Osteopontin (OPN), a low-affinity, high-capacity calcium-binding phosphoproteins, colocalizes with dystrophic arterial calcification. In human coronary artery segments, obtained at autopsy, there were high amounts of OPN in the outer margins of all diseased segments at each calcification front [51]. ET-1 consistently induces OPN in a number of different cell types [52-55]. ET-1 enhances OPN as well as various other factors that induce bone formation such as osteocalcin and bone sialoprotein [52]. ET-1 enhanced by approximately twofold the mRNA expression of both osteopontin and osteocalcin genes in rat osteoblastic osteosarcoma ROS17/2.8 cells [55]. ET-1 modulation of the expression of these two gene products of osteoblasts suggests that ET-1 plays a role in the regulation of bone metabolism [55].

Ang II produces similar effects on OPN as ET-1. Ang II also induces OPN expression in VSMC [56, 57]. The effect of AngII on OPN is mediated by signaling cascades involving G(q/11), the Ras-ERK axis, p42/44 MAPK, and the Src kinase family and by the transcription factor, Ets-1 [57, 58].

6. Effect of ET-1 and Ang II on Bone Formation

The process of vascular calcification is analogous to bone formation.

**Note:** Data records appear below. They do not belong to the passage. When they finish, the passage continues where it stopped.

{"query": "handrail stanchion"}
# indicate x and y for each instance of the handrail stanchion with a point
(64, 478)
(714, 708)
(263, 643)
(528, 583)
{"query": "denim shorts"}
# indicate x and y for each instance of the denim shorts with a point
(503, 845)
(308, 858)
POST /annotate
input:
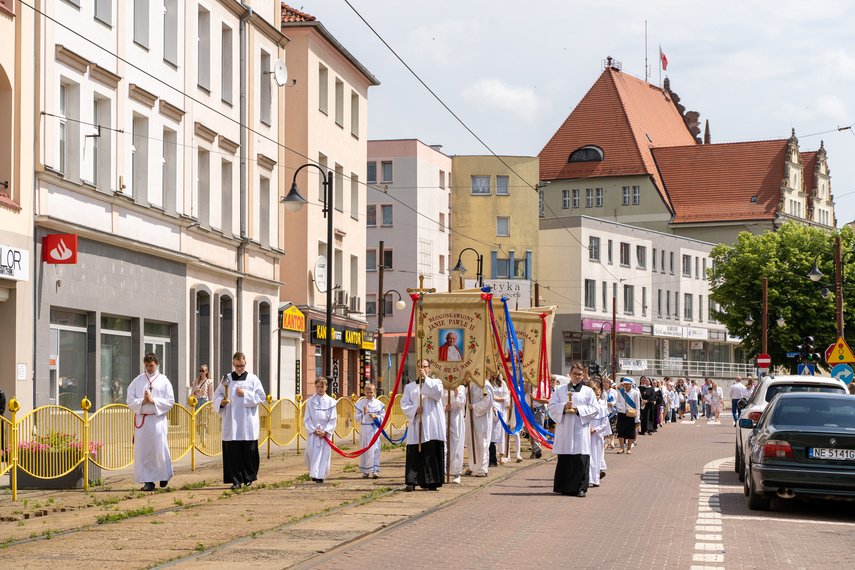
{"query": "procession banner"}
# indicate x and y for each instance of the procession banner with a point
(458, 341)
(529, 326)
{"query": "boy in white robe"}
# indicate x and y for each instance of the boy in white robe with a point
(240, 424)
(367, 410)
(422, 406)
(479, 412)
(319, 417)
(572, 433)
(150, 397)
(455, 407)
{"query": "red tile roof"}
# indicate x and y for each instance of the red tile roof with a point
(289, 14)
(624, 116)
(717, 181)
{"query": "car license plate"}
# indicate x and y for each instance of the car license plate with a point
(834, 454)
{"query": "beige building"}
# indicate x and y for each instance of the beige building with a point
(326, 117)
(143, 160)
(16, 202)
(495, 212)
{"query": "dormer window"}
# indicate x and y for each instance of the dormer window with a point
(589, 153)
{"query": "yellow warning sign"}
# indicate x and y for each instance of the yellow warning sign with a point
(839, 353)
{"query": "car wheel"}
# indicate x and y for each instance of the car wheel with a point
(756, 502)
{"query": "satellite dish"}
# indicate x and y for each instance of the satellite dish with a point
(280, 72)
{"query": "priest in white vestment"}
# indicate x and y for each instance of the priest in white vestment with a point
(239, 423)
(424, 467)
(572, 442)
(454, 402)
(369, 410)
(319, 417)
(150, 397)
(479, 412)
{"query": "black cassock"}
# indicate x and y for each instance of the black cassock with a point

The putative effects of Ang II and ET-1 on vascular calcification are consistent with their effects on bone formation. ET-1 promotes both osteoblastic proliferation and differentiation leading to the formation of bone nodules in osteoblastic progenitor cells [59]. ET-1 modulation of the expression of the two phenotype-related gene products of osteoblasts suggests that ET-1 modulates osteoblastic functions and plays a role in the regulation of bone metabolism [55]. There is some contrary data. ET may decrease the expression of mRNA for osteocalcin, which is a marker protein for the maturation of osteoblastic cells and inhibit the mineralization of osteoblastic cells in vitro under some circumstances [60].

The effect of Ang II is different from ET-1. Ang II decreased alkaline phosphatase activity in bone cell populations derived from the periosteum of fetal rat calvariae consistent with reduction in bone formation [61]. Ang II also stimulates bone resorption. This has been demonstrated in both in vitro and in vivo models. Ang II stimulated bone resorption in cocultures of osteoclasts with osteoblastic cells [62]. In bone marrow-derived mononuclear cells, Ang II significantly increased osteoclasts via RANKL induction [63]. In a rat ovariectomy model of estrogen deficiency, administration of Ang II accelerated the decrease in bone density and Ang II receptor antagonism attenuated the decrease in bone density [63]. These data strongly point to a role for Ang II as factor that reduces the amount of bone mineralization.

7. Conclusion

In summary, the link between hypertension and coronary artery calcification can be related to an action of the vasoconstrictor peptide ET-1 on several processes that have been implicated in the pathogenesis of coronary artery calcification. This is illustrated in Figure 4. The ability of ET1 to consistently increase phosphate transport into the cell suggests that in conditions of hyperphosphatemia, that may occurs in end-stage chronic kidney disease, there is a heightened entry of phosphate into vascular smooth muscle. An increase in cellular phosphate can increase cellular calcification through at least three different mechanisms—an increase in calcium x phosphate product transformation of VSMC to a bone-producing cell phenotype or cell apoptosis that releases procalcific substances. ET-1 affects other modulators of calcification in a manner that tips the balance in favor of calcification, namely, inhibiting the inhibitors of calcification, matrix Gla as well as osteoprotegerin and perhaps fetuin while enhancing the effects of procalcific factors such as BMP-2 and osteopontin. In contrast, another vasoconstrictor peptide operative in hypertension, angiotensin II, is highly unlikely to be responsible for coronary artery calcification. Ang II inhibits cellular phosphate transport, and increases the presence of inhibitors of calcification, matrix Gla protein and osteoprotegerin.

Figure 4

A simplified schematic of some of the putative effects of endothelin-1 (ET-1) leading to vascular calcification discussed in this paper.